Donors is a sketch show.  And, luckily, sketch shows are what the Footlights do best.  There is some faffing around at the beginning and end and at odd points throughout, where there are attempts to stitch the sketches together into a ‘play’.  The urge for connectedness has become a Footlights trend, but after the miserable mess of last year’s Spring Revue this writing team came very close to abandoning the idea.  If they had been one step bolder and ditched it completely, they would have written a five star sketch show.  As it is, the search for play-like continuity means Donors is a five star sketch show with a dull beginning and a pathetically limp ending.

Jack Gamble takes a while to warm up as the doctor but is much better elsewhere.  His talent for stylised roles is perfect for establishing character instantly at the beginning of sketches.  Characterisation was consistently and impressively strong, with Jess Peet’s old lady particularly outstanding.  However, the star man is Lowell Belfield, whose brand of halting and awkward comic acting is one of the funniest I’ve seen.  His partnership with Ryan O’Sullivan brings the best out of them both.  Close runner-up is Saul Boyer, whose capacity for arrogance surely makes him odds-on to be the villain in next year’s pantomime.

Such an excellent cast would count for nothing, however, if they were not performing well-written sketches.  Witty and silly, surreal and naturalistic, developed and punchy, the styles are varied but the humour is always there.  Collaboration means we will never know where the real writing and directing talent lies amongst Jon Bailey, Matty Brady and Matilda Wnek – whoever has it, you know who you are, and well done to you.
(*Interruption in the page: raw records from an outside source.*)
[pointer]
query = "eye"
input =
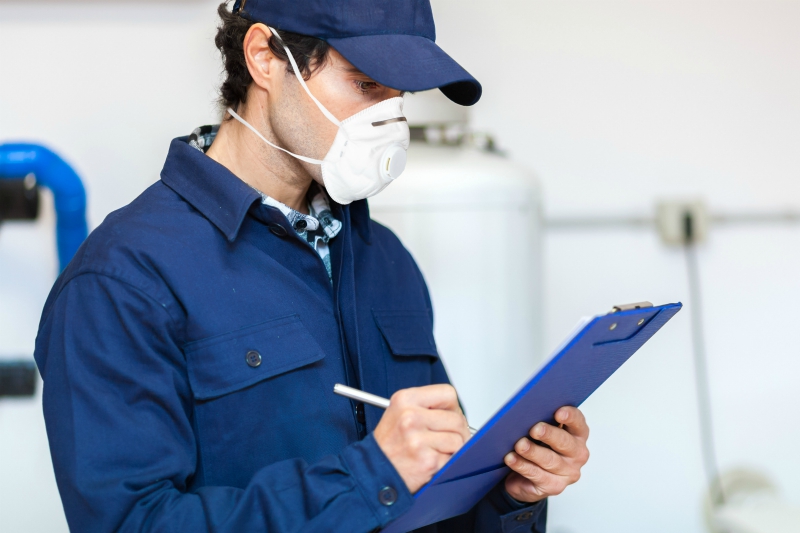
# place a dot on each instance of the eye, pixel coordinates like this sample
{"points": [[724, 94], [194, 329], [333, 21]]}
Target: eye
{"points": [[365, 86]]}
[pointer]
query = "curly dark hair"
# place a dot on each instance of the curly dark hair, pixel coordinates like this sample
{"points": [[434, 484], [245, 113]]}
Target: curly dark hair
{"points": [[310, 54]]}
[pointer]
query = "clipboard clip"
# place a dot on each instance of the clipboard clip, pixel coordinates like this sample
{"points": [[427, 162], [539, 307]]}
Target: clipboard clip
{"points": [[630, 307]]}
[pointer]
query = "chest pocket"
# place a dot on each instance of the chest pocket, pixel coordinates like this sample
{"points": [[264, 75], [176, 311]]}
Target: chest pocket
{"points": [[412, 350], [225, 363], [257, 388]]}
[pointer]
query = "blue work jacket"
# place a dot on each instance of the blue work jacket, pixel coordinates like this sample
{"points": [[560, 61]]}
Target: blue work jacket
{"points": [[189, 353]]}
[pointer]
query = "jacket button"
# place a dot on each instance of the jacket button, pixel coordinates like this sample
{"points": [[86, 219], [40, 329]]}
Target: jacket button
{"points": [[253, 358], [387, 496], [277, 229]]}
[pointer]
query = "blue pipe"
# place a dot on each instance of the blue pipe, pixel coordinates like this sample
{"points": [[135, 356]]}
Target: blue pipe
{"points": [[18, 160]]}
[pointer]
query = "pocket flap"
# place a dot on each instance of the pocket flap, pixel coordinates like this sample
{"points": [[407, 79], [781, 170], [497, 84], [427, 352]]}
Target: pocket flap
{"points": [[407, 332], [220, 364]]}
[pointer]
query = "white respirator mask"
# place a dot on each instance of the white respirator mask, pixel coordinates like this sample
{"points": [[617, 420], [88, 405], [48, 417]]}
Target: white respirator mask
{"points": [[368, 153]]}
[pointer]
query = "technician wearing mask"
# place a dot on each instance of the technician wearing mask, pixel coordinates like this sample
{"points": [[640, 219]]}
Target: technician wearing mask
{"points": [[190, 349]]}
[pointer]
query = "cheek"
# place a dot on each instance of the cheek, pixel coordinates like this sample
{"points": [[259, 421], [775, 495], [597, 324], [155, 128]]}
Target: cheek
{"points": [[301, 126]]}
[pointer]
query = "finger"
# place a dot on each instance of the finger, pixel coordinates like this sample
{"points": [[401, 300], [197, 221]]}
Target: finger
{"points": [[574, 421], [441, 420], [542, 457], [544, 481], [430, 396], [560, 440], [522, 489], [444, 442]]}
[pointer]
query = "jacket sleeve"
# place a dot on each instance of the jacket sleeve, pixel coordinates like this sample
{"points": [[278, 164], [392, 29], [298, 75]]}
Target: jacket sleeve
{"points": [[118, 411]]}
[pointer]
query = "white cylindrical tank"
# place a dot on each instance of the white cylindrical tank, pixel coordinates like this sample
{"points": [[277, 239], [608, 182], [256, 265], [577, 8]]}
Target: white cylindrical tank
{"points": [[471, 219]]}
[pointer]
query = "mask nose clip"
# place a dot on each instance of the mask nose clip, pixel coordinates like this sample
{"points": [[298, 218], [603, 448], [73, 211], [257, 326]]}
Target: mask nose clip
{"points": [[393, 162], [389, 121]]}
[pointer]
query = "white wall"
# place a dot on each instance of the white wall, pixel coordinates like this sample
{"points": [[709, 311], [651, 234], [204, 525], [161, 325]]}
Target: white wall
{"points": [[613, 104], [616, 104], [107, 85]]}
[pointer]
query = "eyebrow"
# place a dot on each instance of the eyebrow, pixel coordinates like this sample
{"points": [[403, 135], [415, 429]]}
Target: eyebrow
{"points": [[353, 70]]}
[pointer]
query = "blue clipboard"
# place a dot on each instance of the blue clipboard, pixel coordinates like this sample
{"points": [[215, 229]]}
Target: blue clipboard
{"points": [[575, 371]]}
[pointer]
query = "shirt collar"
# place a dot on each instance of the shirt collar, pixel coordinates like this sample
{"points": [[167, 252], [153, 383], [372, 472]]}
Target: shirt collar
{"points": [[223, 198]]}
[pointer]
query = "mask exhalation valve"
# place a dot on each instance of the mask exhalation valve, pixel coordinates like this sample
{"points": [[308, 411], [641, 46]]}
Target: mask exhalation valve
{"points": [[393, 162]]}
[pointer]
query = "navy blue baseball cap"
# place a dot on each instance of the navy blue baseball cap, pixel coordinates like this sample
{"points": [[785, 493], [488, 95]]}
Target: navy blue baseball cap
{"points": [[391, 41]]}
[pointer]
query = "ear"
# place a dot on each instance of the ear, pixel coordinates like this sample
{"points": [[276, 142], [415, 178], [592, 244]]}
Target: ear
{"points": [[265, 68]]}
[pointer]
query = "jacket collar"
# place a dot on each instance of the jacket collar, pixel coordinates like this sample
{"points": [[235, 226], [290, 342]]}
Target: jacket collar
{"points": [[208, 186], [223, 198]]}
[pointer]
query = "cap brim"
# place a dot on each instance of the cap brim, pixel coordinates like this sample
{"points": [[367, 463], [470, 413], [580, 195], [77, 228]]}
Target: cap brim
{"points": [[409, 63]]}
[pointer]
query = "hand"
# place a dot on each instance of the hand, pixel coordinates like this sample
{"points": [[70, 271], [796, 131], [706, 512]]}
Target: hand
{"points": [[420, 430], [539, 472]]}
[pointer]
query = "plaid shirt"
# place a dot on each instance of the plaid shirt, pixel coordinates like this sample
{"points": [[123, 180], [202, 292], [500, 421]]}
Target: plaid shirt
{"points": [[318, 227]]}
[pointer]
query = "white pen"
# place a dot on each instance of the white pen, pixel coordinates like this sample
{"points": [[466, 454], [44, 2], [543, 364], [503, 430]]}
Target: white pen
{"points": [[371, 399]]}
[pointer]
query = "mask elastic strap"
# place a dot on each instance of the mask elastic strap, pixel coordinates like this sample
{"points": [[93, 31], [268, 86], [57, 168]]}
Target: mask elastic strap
{"points": [[300, 157], [321, 107]]}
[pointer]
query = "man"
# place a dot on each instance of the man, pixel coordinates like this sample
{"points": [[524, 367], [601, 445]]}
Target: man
{"points": [[190, 349]]}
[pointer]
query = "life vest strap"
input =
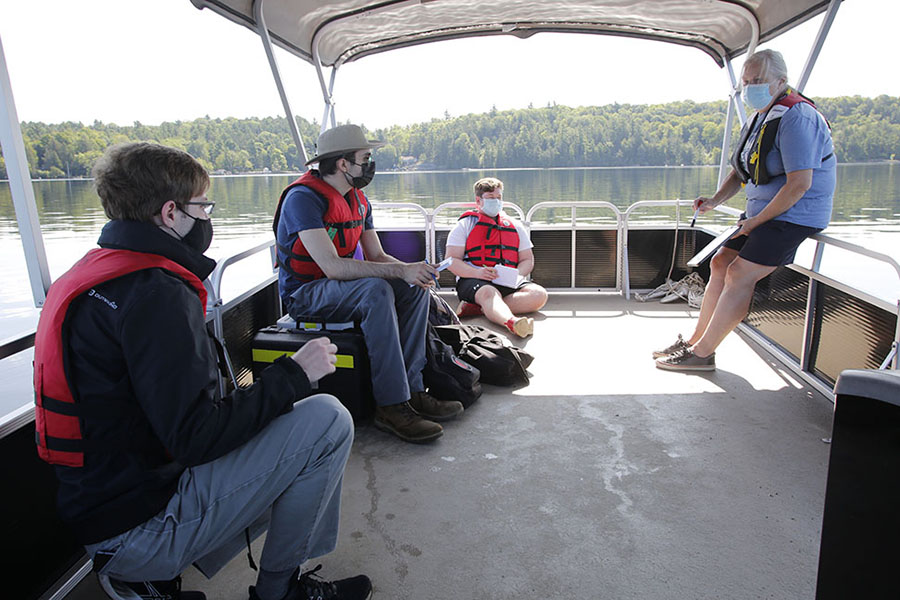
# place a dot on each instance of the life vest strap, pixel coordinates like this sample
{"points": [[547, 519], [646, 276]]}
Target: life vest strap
{"points": [[82, 446], [77, 409]]}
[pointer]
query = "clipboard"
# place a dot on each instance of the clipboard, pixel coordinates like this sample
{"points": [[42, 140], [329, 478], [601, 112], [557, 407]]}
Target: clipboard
{"points": [[711, 248]]}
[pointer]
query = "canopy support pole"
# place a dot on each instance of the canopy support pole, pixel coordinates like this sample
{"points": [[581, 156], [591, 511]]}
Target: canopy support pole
{"points": [[734, 106], [327, 89], [20, 186], [276, 74], [817, 46]]}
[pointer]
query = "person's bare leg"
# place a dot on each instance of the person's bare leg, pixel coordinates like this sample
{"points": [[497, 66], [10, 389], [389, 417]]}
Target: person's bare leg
{"points": [[732, 305], [491, 302], [718, 267], [527, 299]]}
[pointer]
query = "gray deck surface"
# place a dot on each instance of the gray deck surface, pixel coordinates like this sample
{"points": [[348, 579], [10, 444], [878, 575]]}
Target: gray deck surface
{"points": [[605, 478]]}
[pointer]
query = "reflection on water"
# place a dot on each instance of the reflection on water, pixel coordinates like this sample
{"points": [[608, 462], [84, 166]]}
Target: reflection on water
{"points": [[867, 212]]}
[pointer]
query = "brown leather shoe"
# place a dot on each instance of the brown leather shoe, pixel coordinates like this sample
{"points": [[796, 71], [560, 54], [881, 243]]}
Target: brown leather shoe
{"points": [[436, 410], [406, 424]]}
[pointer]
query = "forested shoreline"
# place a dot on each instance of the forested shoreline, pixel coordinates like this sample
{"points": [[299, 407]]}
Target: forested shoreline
{"points": [[676, 133]]}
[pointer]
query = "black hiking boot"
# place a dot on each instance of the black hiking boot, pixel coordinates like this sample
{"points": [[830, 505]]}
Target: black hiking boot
{"points": [[146, 590], [310, 587]]}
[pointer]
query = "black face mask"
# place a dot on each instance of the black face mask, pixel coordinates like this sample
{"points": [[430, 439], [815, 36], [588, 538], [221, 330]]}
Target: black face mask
{"points": [[368, 172], [200, 236]]}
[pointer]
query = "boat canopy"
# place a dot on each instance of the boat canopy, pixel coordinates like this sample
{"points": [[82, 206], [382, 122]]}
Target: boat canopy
{"points": [[340, 31]]}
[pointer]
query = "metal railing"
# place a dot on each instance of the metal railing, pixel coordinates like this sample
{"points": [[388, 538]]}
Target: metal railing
{"points": [[216, 307]]}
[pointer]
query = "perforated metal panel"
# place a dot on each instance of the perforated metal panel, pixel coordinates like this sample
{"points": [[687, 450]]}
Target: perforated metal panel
{"points": [[553, 258], [778, 307], [650, 255], [241, 323], [408, 246], [595, 259], [851, 334], [446, 278]]}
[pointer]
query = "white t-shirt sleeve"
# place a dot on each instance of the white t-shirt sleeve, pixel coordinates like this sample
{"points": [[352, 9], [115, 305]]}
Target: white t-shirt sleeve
{"points": [[524, 238], [460, 232]]}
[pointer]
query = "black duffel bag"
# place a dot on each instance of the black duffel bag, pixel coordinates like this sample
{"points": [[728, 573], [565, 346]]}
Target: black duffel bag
{"points": [[498, 361], [446, 376]]}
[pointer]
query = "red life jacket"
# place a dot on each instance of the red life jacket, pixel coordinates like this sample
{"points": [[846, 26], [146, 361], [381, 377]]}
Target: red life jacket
{"points": [[756, 171], [493, 240], [343, 224], [57, 415]]}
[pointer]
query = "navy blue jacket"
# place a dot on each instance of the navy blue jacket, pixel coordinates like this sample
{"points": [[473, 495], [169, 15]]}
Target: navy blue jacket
{"points": [[144, 350]]}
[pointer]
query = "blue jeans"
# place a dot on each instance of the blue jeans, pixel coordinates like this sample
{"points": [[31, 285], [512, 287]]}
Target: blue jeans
{"points": [[287, 479], [393, 316]]}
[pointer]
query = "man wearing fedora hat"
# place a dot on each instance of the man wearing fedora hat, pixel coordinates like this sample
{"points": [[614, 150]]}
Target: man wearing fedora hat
{"points": [[321, 219]]}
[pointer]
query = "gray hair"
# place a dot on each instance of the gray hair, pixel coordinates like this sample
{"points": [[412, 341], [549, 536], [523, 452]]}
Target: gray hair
{"points": [[771, 63]]}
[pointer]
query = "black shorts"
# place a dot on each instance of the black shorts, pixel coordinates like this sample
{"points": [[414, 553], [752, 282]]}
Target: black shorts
{"points": [[773, 244], [467, 286]]}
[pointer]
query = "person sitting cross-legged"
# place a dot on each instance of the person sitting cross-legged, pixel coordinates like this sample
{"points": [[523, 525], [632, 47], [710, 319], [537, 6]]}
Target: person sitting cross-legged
{"points": [[483, 239], [320, 219]]}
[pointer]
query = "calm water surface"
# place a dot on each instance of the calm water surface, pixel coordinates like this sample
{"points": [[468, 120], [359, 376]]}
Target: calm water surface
{"points": [[866, 212]]}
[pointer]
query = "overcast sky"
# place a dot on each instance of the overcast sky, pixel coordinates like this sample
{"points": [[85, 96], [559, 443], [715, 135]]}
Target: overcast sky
{"points": [[122, 61]]}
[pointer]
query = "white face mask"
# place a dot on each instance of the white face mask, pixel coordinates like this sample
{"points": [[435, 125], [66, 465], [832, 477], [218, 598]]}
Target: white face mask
{"points": [[491, 206]]}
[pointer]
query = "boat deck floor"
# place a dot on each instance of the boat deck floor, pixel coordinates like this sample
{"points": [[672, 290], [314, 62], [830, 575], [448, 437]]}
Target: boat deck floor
{"points": [[605, 477]]}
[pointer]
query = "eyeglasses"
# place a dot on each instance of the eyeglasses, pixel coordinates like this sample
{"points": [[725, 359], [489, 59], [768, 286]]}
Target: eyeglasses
{"points": [[207, 206]]}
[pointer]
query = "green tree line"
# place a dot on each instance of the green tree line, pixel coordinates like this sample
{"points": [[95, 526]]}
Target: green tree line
{"points": [[676, 133]]}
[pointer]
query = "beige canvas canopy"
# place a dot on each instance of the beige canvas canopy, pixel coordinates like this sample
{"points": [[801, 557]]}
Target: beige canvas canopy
{"points": [[340, 31]]}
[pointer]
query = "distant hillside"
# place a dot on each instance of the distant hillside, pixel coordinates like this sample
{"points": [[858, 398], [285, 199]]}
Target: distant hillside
{"points": [[689, 133]]}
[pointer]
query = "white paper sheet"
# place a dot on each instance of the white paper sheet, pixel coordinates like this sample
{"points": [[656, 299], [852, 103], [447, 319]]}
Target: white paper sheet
{"points": [[508, 276]]}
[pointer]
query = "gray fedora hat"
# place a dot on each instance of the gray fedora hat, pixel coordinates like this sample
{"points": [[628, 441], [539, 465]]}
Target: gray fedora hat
{"points": [[340, 140]]}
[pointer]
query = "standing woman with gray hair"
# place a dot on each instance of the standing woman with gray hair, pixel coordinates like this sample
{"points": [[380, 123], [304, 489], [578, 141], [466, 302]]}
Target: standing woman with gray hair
{"points": [[785, 161]]}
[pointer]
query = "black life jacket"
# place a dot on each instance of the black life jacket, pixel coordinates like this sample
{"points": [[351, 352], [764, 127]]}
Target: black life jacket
{"points": [[57, 414], [755, 171], [493, 240], [343, 223]]}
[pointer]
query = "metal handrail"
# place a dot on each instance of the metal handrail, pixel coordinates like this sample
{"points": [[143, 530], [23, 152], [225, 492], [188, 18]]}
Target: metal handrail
{"points": [[574, 206], [215, 278], [830, 241], [507, 207], [17, 343]]}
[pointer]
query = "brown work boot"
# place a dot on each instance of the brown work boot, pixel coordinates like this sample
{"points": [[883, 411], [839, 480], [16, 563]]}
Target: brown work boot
{"points": [[433, 409], [406, 424], [521, 326]]}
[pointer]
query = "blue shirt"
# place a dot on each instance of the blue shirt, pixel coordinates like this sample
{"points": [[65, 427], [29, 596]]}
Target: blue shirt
{"points": [[802, 141], [303, 209]]}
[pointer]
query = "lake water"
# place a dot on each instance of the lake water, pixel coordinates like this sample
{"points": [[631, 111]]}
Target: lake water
{"points": [[866, 212]]}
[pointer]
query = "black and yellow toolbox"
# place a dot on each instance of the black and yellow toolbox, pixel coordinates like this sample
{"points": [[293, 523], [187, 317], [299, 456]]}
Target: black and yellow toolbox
{"points": [[351, 382]]}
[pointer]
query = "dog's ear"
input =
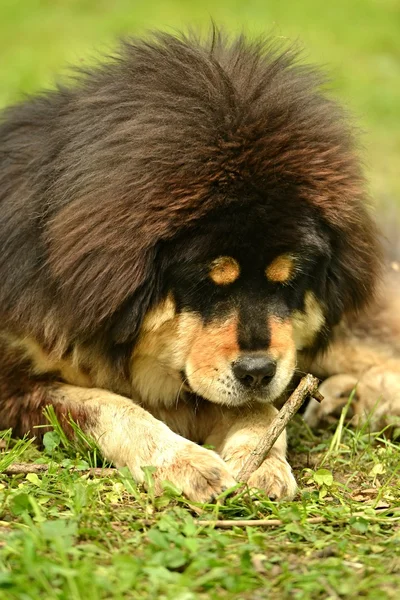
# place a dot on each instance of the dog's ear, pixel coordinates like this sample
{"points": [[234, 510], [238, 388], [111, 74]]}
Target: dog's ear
{"points": [[125, 324], [354, 268], [103, 268]]}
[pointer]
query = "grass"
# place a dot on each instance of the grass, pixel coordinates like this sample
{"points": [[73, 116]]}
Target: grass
{"points": [[357, 41], [65, 535]]}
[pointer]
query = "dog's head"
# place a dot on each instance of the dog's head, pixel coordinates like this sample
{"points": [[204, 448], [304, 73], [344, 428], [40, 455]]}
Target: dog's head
{"points": [[223, 230], [245, 292]]}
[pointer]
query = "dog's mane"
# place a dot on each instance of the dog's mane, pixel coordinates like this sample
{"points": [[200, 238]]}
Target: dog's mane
{"points": [[96, 176]]}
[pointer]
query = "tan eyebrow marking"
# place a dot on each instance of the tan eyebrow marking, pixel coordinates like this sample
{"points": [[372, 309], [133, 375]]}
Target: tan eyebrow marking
{"points": [[224, 270], [281, 269]]}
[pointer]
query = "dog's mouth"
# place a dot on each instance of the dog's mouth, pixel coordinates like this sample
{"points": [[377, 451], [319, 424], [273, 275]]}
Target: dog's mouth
{"points": [[237, 386]]}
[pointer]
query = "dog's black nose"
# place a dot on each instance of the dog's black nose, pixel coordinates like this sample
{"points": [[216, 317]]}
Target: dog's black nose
{"points": [[254, 371]]}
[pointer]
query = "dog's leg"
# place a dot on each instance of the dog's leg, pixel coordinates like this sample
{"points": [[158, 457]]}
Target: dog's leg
{"points": [[236, 433], [129, 436]]}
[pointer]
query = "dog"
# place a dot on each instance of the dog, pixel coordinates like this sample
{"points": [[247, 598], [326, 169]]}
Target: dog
{"points": [[181, 228]]}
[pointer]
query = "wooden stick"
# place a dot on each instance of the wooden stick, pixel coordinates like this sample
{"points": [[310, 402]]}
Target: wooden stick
{"points": [[308, 386], [25, 468]]}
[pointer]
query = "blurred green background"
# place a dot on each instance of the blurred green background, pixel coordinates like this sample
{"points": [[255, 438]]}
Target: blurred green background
{"points": [[358, 41]]}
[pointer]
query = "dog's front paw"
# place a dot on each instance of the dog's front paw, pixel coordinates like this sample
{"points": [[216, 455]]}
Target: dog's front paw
{"points": [[200, 473], [275, 478]]}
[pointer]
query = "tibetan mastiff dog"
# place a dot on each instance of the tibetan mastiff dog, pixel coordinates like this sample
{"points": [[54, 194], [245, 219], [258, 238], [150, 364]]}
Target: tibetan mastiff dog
{"points": [[182, 229]]}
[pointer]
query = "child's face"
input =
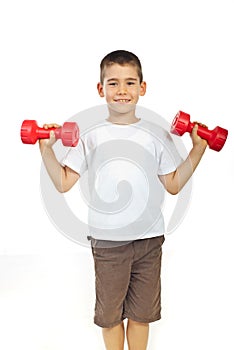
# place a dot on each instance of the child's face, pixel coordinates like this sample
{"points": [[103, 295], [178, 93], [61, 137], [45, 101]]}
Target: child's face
{"points": [[121, 86]]}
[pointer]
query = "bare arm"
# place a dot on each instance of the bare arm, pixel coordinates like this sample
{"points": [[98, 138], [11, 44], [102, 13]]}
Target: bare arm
{"points": [[62, 177], [176, 180]]}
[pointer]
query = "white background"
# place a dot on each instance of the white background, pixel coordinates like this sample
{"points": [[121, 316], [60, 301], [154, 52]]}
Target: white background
{"points": [[50, 54]]}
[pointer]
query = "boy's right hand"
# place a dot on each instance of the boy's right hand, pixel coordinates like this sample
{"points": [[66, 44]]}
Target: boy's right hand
{"points": [[51, 141]]}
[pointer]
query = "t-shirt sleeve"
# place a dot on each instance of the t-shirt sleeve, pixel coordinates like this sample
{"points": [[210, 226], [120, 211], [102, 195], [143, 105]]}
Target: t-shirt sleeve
{"points": [[75, 158], [169, 158]]}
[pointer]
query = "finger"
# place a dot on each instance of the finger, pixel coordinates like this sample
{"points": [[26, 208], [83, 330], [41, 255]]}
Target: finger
{"points": [[51, 125]]}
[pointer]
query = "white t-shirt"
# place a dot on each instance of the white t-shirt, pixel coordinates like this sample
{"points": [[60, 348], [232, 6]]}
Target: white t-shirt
{"points": [[120, 164]]}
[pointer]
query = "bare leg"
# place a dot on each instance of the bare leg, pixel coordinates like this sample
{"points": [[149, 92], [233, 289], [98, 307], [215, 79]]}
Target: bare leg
{"points": [[114, 337], [137, 335]]}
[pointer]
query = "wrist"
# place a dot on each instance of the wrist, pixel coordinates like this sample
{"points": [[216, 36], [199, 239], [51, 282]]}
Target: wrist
{"points": [[200, 147]]}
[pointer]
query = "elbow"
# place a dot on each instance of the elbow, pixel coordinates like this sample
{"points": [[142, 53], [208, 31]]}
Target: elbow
{"points": [[173, 190]]}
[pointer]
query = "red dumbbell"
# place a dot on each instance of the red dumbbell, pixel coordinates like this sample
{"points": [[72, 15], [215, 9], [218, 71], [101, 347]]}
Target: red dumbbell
{"points": [[68, 133], [216, 138]]}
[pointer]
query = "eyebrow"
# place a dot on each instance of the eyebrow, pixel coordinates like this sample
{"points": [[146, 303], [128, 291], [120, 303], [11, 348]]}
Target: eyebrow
{"points": [[133, 79]]}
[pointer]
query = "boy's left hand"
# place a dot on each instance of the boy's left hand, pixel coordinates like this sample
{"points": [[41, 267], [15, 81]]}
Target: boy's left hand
{"points": [[196, 139]]}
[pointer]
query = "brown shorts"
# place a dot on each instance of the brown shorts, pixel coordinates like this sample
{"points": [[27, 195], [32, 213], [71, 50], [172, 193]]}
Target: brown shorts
{"points": [[128, 283]]}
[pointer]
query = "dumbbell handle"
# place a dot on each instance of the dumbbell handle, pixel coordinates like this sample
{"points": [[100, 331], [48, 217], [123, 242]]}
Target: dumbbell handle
{"points": [[45, 133], [202, 131]]}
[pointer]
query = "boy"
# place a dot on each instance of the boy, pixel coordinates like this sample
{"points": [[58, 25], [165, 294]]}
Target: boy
{"points": [[127, 252]]}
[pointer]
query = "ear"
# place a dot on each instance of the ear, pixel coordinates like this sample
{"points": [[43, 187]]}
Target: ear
{"points": [[100, 90], [143, 88]]}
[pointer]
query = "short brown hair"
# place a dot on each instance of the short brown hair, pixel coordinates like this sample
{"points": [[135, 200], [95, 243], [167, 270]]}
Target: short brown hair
{"points": [[121, 57]]}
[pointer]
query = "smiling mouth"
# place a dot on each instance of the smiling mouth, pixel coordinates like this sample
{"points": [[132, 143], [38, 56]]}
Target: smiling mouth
{"points": [[121, 100]]}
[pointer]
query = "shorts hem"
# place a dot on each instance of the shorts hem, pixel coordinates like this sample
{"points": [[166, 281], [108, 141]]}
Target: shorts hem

But the final touch of daring escaped the writers, causing them to tack on a slow beginning and an impossibly poor ending that was limp, nonsensical and unfunny.  A miserly man would have deducted a star for each, but that would do a great injustice to the overall quality of this revue.  The Footlights deserve their reputation as the leading student comedy troupe in the country, because they are incredibly funny – they should not feel the need to dress up their brilliance as a ‘play’.  Turn up five minutes late, ignore the ending and the distracting attempts to stitch it all together, and what you have left is a five star sketch show.